The moment that made Jimmy Page want to quit music for good: “I hated everything”
In 1975, the middle of music’s most unrelenting musical decade, it would have been hard to imagine a world without Led Zeppelin.
They were the definitive soundtrack of grand and opulent classic rock. There was something so fundamentally skilful about their sound, yet deeply futuristic and ultimately unbeatable. Jimmy Page’s guitar playing felt like the foundations of the instrument’s future and so no matter what was thrown their way, it seemed they would endure.
But like The Beatles before them, Zeppelin were a band destined to dominate the charts of a standalone decade. If the Liverpool band were the sound of the 1960s, the London group were the sound of the 1970s.
But by 1979, and their album In Through The Out Door, it became clear that the pistons of this musical juggernaut were beginning to misfire.
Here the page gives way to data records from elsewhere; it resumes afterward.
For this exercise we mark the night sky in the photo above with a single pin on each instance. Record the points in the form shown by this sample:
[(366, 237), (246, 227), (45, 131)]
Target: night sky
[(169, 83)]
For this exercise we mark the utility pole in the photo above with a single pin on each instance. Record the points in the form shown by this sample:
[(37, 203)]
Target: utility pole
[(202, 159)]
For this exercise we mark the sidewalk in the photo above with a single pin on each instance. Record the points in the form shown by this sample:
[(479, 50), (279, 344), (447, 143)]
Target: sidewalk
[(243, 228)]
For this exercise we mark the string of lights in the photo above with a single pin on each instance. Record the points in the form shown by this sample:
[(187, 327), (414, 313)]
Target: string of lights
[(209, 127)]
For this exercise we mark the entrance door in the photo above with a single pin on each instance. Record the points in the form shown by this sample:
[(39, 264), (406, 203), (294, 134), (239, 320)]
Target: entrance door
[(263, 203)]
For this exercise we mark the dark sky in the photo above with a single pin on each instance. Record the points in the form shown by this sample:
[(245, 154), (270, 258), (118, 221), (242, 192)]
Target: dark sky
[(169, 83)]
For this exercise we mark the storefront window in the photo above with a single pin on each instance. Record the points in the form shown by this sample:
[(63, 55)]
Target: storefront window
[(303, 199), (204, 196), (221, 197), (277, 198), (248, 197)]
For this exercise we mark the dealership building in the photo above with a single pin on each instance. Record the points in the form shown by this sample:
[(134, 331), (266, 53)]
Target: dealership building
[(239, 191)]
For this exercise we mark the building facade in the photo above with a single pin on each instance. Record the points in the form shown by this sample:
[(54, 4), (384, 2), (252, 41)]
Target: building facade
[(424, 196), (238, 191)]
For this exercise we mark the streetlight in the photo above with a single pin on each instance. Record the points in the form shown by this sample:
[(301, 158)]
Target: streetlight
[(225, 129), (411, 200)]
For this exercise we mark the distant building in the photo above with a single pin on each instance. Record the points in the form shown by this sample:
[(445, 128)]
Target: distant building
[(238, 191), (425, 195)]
Their attempt at sonic diversion, with Page’s much darker playing tendencies leading the way, fell somewhat flat on its face and the band were presented with the growing reality that they didn’t have a place in music’s next chapter.
It was a sobering realisation, given how important they had been in the 1970s but perhaps more so because of Page’s presence in the scene the decade before. Prior to banding Zeppelin together, Page had been somewhat of an unsung hero in the music scene, playing for The Yardbirds and writing songs for a whole host of stars. To think he might not have a place in the future felt completely absurd.
But then, the band’s powerhouse drummer John Bonham passed away. Not only was he irreplaceable, but the entire tragedy acted as somewhat of an emotional dagger to the heart of his bandmates, who felt both musically and personally at a loss. Absurd as it may have been, were Jimmy Page to have stepped down, this would have been as good a time as any.
“There was a point after that, where I hadn’t touched a guitar for ages,” he explained, when asked whether Bonham’s death and the end of the band signalled retirement. He added, “I hated everything, you know, the tragedy that had happened.”
“But I called up my old manager one day and said ‘look, get the Les Paul out of the storage, you know it’s about time I got back on it’. He went there and the case was empty, in fact somebody, they shouldn’t have done it, they took it out and borrowed it. It eventually reappeared, but when he came back and said the guitar is missing, I said that’s it, forget it, I’m finished.”
Eventually, Jimmy Page dusted off his plectrum and got back to work. But nothing that followed ever hit the mark quite like Zeppelin and so those ten heady years in the 1970s, is where his greatest moments would all exist. But it’s the present day work, the continued appetite to create music that allows that legacy to be so important. Had he vanished into thin air in 1980, never to be seen again, then who knows how we would have looked back on his work.